Her undergraduate studies in Mechanical Engineering at Columbia University sparked a keen interest in energy and climate interactions. “Renewable energy sources such as wind and solar were becoming very inexpensive during my undergrad,” Rebecca recalls. “I remember wondering how we were going to manage all the extra energy. Where would we store it?”

These inquiries led her to Carnegie Mellon University, where she earned a Ph.D. in Engineering and Public Policy. This unique blend of policy and engineering is unconventional but fitting for driving change in the energy and environmental sectors.

Regarding her choice of Purdue EEE, Rebecca explains, “I don't quite fit into a traditional, single-discipline engineering program. When I began searching for positions, I knew I was looking for something different.”

Dr. Ciez has now been a part of EEE for four years, publishing 14 peer-reviewed articles and earning accolades such as serving as a fellow in the Research Corporation for Science Advancement’s Scialog: Negative Emissions Science program, and receiving a Scialog Collaborative Innovation Award from the Alfred P. Sloan Foundation. Her research focuses on modeling energy systems and decarbonization technologies using optimization as well as identifying life-cycle costs and environmental impacts for decision and policy analysis.

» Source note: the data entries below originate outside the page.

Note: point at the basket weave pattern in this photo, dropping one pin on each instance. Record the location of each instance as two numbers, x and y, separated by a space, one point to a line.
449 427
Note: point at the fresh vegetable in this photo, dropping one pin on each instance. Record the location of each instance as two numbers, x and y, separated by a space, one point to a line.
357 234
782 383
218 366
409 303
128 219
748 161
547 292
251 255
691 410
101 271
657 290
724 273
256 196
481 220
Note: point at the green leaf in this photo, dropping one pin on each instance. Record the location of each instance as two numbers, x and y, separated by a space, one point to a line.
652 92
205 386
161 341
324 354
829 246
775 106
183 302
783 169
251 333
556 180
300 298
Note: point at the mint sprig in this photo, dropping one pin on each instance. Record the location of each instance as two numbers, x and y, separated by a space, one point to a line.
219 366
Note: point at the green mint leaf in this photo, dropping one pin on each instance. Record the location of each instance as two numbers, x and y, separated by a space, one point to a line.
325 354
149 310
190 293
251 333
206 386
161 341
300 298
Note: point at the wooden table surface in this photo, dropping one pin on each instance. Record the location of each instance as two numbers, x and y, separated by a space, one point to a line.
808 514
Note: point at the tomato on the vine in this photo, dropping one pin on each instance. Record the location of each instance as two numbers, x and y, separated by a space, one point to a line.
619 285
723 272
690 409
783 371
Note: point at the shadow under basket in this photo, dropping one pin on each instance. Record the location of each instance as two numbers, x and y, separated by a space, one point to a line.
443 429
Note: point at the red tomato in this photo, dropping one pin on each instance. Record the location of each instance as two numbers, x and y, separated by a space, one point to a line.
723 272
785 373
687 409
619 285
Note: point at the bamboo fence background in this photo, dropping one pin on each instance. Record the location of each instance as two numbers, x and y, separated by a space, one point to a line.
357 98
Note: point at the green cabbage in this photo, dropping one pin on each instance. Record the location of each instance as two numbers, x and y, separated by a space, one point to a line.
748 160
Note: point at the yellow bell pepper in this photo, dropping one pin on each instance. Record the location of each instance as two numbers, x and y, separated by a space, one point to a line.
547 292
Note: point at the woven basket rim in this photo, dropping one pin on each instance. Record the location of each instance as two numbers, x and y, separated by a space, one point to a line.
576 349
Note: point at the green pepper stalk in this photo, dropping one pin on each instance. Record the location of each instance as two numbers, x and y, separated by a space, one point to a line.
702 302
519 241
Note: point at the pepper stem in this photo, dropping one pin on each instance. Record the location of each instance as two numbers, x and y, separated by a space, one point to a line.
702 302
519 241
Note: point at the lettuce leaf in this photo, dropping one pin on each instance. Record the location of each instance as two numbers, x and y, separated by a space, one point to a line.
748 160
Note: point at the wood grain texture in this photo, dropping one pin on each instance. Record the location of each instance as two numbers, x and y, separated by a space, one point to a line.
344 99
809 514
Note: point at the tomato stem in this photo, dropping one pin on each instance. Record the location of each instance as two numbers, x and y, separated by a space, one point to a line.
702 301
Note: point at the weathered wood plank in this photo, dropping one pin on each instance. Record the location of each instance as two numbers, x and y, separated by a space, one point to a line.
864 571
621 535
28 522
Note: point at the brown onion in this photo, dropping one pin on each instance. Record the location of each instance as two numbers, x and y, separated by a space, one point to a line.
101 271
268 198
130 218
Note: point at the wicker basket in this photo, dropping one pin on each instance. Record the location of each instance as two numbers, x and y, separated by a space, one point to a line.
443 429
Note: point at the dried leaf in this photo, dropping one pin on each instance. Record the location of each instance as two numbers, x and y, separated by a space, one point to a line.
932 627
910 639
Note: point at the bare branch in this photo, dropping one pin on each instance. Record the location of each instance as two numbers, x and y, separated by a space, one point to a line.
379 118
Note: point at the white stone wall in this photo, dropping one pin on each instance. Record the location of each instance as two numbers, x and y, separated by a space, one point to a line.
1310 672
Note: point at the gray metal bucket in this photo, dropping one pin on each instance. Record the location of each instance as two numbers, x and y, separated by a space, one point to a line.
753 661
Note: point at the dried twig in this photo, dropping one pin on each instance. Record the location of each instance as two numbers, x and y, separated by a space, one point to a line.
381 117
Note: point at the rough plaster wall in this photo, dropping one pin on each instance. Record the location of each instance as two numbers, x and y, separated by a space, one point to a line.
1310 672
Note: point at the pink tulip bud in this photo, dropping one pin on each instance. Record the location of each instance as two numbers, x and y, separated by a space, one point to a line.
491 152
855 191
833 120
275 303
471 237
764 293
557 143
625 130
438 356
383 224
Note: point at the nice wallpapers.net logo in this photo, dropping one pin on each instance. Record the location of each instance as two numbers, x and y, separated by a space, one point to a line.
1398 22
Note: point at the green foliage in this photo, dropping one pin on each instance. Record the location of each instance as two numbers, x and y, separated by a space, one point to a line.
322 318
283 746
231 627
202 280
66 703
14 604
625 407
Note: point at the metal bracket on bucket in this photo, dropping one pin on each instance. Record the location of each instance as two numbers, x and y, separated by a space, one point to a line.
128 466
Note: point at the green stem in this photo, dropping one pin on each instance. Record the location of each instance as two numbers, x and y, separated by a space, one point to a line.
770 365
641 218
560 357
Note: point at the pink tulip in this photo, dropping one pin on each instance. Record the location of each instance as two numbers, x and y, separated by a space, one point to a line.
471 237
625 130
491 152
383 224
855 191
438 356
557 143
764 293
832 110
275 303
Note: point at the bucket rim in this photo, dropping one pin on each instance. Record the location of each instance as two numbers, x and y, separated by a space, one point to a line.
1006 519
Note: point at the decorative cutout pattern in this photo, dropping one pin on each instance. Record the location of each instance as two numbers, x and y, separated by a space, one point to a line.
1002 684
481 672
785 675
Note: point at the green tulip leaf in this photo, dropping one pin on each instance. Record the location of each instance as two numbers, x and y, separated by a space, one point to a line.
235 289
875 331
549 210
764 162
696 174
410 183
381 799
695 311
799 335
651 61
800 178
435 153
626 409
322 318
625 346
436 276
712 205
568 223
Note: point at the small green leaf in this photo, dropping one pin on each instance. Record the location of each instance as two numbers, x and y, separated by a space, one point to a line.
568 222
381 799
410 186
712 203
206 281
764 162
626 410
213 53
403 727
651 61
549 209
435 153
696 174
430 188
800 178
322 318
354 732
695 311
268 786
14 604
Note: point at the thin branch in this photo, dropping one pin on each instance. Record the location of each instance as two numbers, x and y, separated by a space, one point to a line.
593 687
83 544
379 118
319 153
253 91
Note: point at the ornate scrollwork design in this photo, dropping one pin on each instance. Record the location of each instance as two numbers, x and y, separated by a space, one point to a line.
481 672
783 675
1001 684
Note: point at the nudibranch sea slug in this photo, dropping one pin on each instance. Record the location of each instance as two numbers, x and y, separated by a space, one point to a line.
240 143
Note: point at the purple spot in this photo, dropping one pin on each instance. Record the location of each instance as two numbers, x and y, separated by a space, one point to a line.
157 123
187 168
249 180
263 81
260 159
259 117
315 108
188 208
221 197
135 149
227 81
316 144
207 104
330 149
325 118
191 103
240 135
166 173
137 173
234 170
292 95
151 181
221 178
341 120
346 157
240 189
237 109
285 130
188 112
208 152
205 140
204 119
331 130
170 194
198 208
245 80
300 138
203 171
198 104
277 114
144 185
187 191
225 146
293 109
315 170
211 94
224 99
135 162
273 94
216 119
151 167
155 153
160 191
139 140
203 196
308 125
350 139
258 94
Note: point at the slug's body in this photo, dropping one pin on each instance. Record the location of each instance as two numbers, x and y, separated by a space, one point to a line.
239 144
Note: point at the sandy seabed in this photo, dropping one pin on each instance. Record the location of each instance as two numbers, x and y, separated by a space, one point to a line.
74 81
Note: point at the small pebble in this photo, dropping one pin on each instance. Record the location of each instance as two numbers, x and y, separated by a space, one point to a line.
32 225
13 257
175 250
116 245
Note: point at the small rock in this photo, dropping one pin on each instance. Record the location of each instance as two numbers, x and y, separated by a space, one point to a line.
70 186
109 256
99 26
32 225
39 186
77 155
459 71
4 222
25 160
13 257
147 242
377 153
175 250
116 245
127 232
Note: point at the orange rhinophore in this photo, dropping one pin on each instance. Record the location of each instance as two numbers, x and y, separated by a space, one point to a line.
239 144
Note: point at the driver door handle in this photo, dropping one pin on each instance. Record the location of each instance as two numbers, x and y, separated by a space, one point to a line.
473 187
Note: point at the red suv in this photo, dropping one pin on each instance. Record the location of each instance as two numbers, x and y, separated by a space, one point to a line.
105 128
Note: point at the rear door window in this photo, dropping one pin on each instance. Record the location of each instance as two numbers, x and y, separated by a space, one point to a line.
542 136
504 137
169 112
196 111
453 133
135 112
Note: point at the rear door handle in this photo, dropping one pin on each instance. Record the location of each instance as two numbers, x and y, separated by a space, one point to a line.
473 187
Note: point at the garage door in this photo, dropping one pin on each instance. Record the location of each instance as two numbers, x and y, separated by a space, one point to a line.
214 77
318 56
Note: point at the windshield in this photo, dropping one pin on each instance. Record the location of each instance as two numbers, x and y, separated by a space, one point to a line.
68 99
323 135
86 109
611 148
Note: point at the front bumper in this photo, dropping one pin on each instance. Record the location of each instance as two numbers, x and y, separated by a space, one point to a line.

Rebecca and other ME faculty have recently been exploring up-and-coming industrial decarbonization technologies. They are working on high temperature heat pumps – a technology that transfers heat instead of generating it by burning fuel. While heat pumps are widely used for space heating and cooling, they have not yet been able to deliver temperatures high enough for many industrial processes. By increasing the temperatures that a heat pump can produce, more segments of industry can use electricity instead of fossil fuel resources. Collaborating with faculty on research and being involved with large scale efforts is what Rebecca always hoped to do.

“Research is my passion,” she admits. “It allows me to tackle truly challenging problems. Bridging the gap between the technical side of energy systems and the societal impacts of adopting and using those technologies is what’s most interesting.”

As an educator, Rebecca also recognizes the need for a comprehensive education that equips students for success in their careers. “I integrate real-world data, case studies, and policy change into my teaching. We may analyze an aspect of the Wabash River or a proposed EPA regulation and use that to talk about real issues and events going on today,” she says.

Her advice to students?

“Occasionally you may get lost in the nitty gritty of problem sets and learning specific software. It’s vital that you remember that technical processes and software have real-world implications. It’s so important to gain a larger, encompassing view of what engineering is and what it can be. Learning and retaining those real-world relationships will help you immensely in your engineering education and beyond.”